Able to host a multitude of apps, provide sophisticated features like voice and gesture recognition, and even operate as a music player and handheld camera, smartphones relegated feature phones with their simple and unadorned functionality to the fringe, largely reserved for poorer parts of the world that could not afford smartphones or possessed little access to wireless infrastructure.
Proving their value to consumers, smartphones sales have risen over the years, even as service-provider contracts have lengthened, contract phone prices have climbed and new data plans have added to the monthly bill.
The diverging market between smartphones and feature phones shows up clearly in the industry’s income statement. Gross profits for the smartphone rose from $13,4-billion in 2007 – the year of the iPhone – to $75.3-billion last year, equivalent to $116 in gross profit per smartphone based on shipments of 650-million units.
In comparison, feature phones saw gross profits tumble from $27,5-billion to $5,5-billion during the same period – which means feature phones last year had gross profits of just $7 per unit, based on shipments of 751-million units.
Apple is credited with single-handedly ushering the smartphone into mainstream adoption, even though smartphones had been around before the iPhone.

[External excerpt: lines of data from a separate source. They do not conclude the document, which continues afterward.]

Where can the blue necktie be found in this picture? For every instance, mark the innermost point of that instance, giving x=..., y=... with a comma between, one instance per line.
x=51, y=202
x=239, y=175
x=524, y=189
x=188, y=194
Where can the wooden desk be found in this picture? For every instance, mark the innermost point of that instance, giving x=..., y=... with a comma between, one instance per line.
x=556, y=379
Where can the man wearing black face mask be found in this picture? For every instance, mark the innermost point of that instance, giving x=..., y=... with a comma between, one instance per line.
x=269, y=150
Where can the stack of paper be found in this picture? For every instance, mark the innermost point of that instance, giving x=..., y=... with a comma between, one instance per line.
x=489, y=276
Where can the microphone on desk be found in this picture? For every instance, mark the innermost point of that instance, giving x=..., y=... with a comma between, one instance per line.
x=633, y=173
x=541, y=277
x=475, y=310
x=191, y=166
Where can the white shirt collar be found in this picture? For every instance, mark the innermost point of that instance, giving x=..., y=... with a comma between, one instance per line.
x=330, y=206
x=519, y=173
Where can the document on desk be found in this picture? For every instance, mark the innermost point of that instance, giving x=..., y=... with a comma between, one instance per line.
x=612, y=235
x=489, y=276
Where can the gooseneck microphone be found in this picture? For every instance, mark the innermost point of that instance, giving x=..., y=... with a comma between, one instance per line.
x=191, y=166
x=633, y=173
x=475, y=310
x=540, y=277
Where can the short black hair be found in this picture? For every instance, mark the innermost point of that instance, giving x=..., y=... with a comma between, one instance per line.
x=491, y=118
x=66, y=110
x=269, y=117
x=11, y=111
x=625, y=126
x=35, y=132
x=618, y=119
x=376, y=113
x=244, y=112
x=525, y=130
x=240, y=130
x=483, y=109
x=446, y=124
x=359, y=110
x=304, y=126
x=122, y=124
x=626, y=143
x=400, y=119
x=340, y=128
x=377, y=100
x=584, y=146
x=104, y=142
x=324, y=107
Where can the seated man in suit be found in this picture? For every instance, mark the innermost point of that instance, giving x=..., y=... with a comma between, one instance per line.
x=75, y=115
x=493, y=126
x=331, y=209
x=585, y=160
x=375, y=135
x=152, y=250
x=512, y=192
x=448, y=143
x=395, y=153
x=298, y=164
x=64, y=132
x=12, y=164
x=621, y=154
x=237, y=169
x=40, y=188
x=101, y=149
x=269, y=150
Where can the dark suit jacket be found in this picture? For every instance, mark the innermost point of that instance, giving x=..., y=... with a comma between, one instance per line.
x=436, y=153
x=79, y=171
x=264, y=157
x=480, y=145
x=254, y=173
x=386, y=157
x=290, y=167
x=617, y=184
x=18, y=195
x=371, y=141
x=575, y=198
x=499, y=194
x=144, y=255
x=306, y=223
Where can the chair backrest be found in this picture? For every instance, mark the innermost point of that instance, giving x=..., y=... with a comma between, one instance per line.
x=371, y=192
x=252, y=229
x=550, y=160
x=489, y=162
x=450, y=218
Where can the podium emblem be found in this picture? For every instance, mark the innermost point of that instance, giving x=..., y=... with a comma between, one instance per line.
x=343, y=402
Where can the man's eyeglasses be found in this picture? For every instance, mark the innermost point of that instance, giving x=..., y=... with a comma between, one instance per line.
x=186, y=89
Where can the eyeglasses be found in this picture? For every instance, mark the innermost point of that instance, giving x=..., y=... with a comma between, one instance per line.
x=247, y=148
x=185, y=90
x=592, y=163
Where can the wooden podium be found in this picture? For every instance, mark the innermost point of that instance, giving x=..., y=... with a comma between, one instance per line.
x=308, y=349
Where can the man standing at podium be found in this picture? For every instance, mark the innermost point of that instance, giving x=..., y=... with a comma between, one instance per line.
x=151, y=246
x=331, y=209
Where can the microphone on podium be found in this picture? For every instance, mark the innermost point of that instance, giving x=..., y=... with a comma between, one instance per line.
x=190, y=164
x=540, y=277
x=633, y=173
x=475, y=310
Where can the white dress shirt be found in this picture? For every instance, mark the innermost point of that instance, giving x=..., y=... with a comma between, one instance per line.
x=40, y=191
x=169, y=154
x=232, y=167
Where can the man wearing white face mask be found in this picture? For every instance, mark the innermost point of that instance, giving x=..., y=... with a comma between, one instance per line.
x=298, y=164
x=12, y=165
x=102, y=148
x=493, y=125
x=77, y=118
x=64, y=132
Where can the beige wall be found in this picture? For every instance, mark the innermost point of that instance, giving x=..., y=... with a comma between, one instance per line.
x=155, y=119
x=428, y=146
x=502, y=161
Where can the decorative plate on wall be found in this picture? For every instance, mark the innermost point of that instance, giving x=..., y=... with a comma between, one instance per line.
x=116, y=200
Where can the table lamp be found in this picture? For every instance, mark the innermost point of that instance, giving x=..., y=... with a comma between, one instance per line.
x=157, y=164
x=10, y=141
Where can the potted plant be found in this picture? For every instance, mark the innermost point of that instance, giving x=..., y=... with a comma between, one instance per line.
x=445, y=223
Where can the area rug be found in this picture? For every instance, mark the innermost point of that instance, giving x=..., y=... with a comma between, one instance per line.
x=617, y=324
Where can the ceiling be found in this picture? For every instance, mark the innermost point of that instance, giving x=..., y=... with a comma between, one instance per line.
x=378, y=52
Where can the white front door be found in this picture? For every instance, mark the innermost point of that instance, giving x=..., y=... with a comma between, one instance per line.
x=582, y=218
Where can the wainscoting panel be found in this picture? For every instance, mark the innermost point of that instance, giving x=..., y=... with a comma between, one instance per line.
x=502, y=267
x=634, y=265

And the company has reaped the rewards of its early market position: Apple last year accounted for 10% of all handset units, 36% of all handset revenue and 52% of all gross profits. Apple’s position is even better in the smartphone space with 21% of units, 42% of revenue and 56% of gross profit.
Samsung is the company that comes closest to duplicating Apple’s success by placing big bets on advanced smartphones. While its revenue share in the smartphone space hovered at a mere 3% to 4% from 2006 to 2009, the 2010 introduction of Samsung’s Galaxy line of smartphones vaulted the maker to the front ranks so that revenue share by 2012 amounted to 24% – a stunning eightfold increase.

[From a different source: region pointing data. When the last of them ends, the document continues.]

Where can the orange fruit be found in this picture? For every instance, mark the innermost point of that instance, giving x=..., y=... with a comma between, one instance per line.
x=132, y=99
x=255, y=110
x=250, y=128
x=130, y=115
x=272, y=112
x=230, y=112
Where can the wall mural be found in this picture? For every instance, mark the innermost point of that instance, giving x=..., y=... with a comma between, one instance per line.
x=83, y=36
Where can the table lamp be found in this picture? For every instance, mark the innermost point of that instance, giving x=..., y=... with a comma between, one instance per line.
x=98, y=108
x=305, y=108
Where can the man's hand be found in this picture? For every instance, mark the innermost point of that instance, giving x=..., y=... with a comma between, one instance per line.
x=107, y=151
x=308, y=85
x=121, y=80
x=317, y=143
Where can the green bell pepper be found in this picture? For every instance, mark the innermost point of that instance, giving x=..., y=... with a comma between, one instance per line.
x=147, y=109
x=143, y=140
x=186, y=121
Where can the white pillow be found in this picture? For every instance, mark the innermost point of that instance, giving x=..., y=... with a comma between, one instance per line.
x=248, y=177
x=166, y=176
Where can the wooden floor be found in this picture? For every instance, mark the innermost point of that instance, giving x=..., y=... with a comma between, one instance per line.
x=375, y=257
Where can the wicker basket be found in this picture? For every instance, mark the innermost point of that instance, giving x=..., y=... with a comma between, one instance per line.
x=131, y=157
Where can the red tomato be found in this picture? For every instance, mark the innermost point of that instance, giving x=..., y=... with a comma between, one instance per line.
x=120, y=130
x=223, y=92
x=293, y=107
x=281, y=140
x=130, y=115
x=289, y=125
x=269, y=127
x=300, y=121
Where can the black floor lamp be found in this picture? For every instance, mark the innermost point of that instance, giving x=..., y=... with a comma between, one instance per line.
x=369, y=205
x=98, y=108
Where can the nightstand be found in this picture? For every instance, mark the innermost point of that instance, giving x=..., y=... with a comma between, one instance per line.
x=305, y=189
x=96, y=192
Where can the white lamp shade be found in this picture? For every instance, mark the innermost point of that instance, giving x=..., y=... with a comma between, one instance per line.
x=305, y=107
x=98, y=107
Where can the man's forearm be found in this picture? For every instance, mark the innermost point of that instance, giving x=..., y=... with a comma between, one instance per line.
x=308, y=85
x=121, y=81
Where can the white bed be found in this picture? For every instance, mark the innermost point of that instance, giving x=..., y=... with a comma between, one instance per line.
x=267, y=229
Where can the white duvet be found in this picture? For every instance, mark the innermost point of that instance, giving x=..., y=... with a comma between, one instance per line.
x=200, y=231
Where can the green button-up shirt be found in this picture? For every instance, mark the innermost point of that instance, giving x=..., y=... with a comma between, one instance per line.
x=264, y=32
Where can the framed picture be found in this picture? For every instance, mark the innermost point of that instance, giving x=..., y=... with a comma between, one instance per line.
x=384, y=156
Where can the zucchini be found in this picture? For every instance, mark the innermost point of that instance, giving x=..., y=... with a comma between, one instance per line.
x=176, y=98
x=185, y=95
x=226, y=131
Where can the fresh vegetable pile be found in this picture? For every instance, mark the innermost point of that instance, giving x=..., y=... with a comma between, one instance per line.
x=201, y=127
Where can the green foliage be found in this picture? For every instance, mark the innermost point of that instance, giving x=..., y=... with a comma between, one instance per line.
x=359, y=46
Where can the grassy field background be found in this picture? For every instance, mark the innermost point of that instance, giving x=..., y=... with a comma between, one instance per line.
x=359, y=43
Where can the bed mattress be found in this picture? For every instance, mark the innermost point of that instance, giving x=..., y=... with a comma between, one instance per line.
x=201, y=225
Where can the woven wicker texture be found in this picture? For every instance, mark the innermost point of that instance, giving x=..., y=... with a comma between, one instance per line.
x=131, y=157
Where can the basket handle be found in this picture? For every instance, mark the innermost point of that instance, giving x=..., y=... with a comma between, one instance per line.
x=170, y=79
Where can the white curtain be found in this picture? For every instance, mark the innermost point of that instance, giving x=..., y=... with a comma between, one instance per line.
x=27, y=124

In gross profit, Samsung last year was second only to Apple at 29%.
Together, Apple and Samsung account for a staggering 81% of industry gross profit. In comparison, the next most profitable manufacturer – at a very far remove – is Nokia, with a miniscule 4% share.
All other handset brands split the remaining 15%, with no single entity holding more than 3%. BlackBerry, formerly known as Research In Motion, is another casualty of the smartphone wars – once having an impregnable position, but now struggling to remain relevant even after rebranding.
The position now held by Apple and Samsung is unprecedented even in an industry known for consolidating profits, and such concentration of power and could signal an industry soon to be dominated by a duopoly, IHS iSuppli believes. The scale required to compete effectively in all regions, while investing heavily in both research and marketing, is simply beyond the reach of all but the largest brands.
The supremacy of Apple and Samsung has also meant much harder times for other smartphone brands – even for those that previously ruled the industry. In 2006, for instance, Nokia and Motorola accounted for a combined 57% revenue share in the handset space. Last year, the collective share for both stood at just 11% – a dramatic hint of how much the smartphone landscape has changed, even for former giants in the space.